In a statement, the PSA said the offer had been “overwhelmingly approved” by workers today.
“This day will go down in history. PSA has been fighting for equal pay for work of equal value for women workers since 1913. The equal pay settlement for administration and clerical workers in DHBs is another step in a long journey,” said PSA national sector leader, Sue McCullough.
“Each step has a concrete and inter-generational effect for the workers it covers, and that’s worth celebrating,” she said.
Ms McCullough said 10,000 mostly female workers will at last receive pay that recompenses them for their labour, not their gender.
“Pay equity will change the lives of many of these workers, with some to receive pay rises of up to 40%.
“Not all roles within the sector have been underpaid as significantly as others, so pay rises will vary.
“It’s also the first time that administration and clerical staff throughout the country will have same pay for doing the same work.”
This new pay system for clerical workers provides a standard structure for more than 1,500 roles across 20 DHB’s which previously had widely variable rates.
One workers who is set to benefit from the deal, Darilyn Uren-Perry, today said he was thrilled with news of the pay agreement.

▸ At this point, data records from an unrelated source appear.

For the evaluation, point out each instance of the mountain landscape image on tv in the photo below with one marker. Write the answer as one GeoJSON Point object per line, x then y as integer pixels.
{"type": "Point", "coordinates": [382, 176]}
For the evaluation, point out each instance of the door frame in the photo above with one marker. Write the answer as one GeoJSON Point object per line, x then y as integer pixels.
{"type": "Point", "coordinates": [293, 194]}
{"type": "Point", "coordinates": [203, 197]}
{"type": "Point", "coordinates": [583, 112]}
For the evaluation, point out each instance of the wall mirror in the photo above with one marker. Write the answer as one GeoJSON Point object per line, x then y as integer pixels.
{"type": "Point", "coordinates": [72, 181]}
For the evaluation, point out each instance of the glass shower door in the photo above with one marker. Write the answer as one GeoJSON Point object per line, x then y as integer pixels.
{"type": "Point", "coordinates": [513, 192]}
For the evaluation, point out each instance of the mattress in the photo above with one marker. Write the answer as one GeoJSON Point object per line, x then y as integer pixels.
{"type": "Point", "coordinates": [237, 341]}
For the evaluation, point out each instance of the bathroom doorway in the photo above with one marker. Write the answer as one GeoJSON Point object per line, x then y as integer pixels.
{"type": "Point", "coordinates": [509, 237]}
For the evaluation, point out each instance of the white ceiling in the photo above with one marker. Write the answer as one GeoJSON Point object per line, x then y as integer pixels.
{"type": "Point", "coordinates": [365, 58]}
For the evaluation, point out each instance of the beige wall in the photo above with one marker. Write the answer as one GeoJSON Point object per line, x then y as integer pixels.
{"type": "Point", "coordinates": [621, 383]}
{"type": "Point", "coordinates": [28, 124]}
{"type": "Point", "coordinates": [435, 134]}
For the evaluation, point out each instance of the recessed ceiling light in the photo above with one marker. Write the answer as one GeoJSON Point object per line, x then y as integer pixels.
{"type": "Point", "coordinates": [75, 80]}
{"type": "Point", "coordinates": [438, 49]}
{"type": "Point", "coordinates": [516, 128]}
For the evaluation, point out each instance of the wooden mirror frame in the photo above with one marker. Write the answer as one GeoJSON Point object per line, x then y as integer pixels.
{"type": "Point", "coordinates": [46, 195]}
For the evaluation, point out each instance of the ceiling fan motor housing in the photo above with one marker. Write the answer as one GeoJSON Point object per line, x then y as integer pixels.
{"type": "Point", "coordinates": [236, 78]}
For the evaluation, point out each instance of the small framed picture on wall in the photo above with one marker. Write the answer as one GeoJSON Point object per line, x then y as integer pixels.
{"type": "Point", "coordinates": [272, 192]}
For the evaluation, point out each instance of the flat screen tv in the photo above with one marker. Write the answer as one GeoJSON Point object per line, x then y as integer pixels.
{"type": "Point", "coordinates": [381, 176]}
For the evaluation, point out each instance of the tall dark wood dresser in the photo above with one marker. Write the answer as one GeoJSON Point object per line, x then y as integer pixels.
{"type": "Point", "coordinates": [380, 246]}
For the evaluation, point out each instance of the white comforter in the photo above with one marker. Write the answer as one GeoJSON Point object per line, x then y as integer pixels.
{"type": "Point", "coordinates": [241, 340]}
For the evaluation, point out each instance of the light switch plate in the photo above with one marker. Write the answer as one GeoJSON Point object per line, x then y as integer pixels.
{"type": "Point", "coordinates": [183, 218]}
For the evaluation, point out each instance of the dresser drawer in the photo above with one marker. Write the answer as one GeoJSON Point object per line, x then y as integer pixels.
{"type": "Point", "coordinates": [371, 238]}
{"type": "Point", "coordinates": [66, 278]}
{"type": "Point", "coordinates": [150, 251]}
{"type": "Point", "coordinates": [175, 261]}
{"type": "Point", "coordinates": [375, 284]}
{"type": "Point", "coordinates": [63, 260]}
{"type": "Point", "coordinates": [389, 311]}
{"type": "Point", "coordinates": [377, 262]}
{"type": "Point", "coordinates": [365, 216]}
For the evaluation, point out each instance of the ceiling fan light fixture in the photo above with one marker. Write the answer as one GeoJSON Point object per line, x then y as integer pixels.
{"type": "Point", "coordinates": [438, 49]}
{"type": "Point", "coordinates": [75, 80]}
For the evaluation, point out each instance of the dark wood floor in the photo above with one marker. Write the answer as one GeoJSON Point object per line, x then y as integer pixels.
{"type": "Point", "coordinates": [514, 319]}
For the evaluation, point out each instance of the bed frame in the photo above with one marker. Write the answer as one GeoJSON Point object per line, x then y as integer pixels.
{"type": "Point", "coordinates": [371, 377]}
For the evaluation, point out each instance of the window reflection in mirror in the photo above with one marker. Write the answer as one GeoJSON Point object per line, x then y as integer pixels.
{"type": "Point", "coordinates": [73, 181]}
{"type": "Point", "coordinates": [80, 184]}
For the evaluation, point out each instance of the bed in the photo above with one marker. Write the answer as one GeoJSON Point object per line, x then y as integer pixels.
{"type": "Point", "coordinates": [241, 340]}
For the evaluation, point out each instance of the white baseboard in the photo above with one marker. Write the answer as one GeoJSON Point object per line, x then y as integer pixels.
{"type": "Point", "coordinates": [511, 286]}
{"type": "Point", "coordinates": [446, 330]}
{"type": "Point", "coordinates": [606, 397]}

“This morning, I am finding my job a complete joy to undertake. Whilst I’ve always taken pleasure from my work, I didn’t actually realise how much resentment I felt about not being paid fairly for it nor how much this had impacted my mental health,” he said.
Union delegate and long-time advocate for pay equity, Nancy Mc Shane said the pay claim had been ratified by “an astonishing margin of 97%”.
“It literally brought tears to my eyes,” she said.
“Settlement of this Equal Pay claim is another important step towards true equality for all women in Aotearoa and will be profoundly transformational in the lives of my DHB Admin colleagues.”
Health Minister, Andrew Little this afternoon described the pay agreement as “hugely significant”.
“There is no place in 21st century Aotearoa New Zealand for 1950s attitudes to work predominantly carried out by women,” Mr Little said.
“This Government is committed to paying workers fairly. That’s why in 2020 we changed the Equal Pay Act to give it real teeth. This settlement is a direct result of that.
“Negotiating pay-equity agreements can be challenging, involving complicated processes to establish how much pay rates are affected by the fact that most of the people working in jobs are women.
“Congratulations to everyone involved in getting this historic agreement over the line, and I look forward to more,” the Minister said.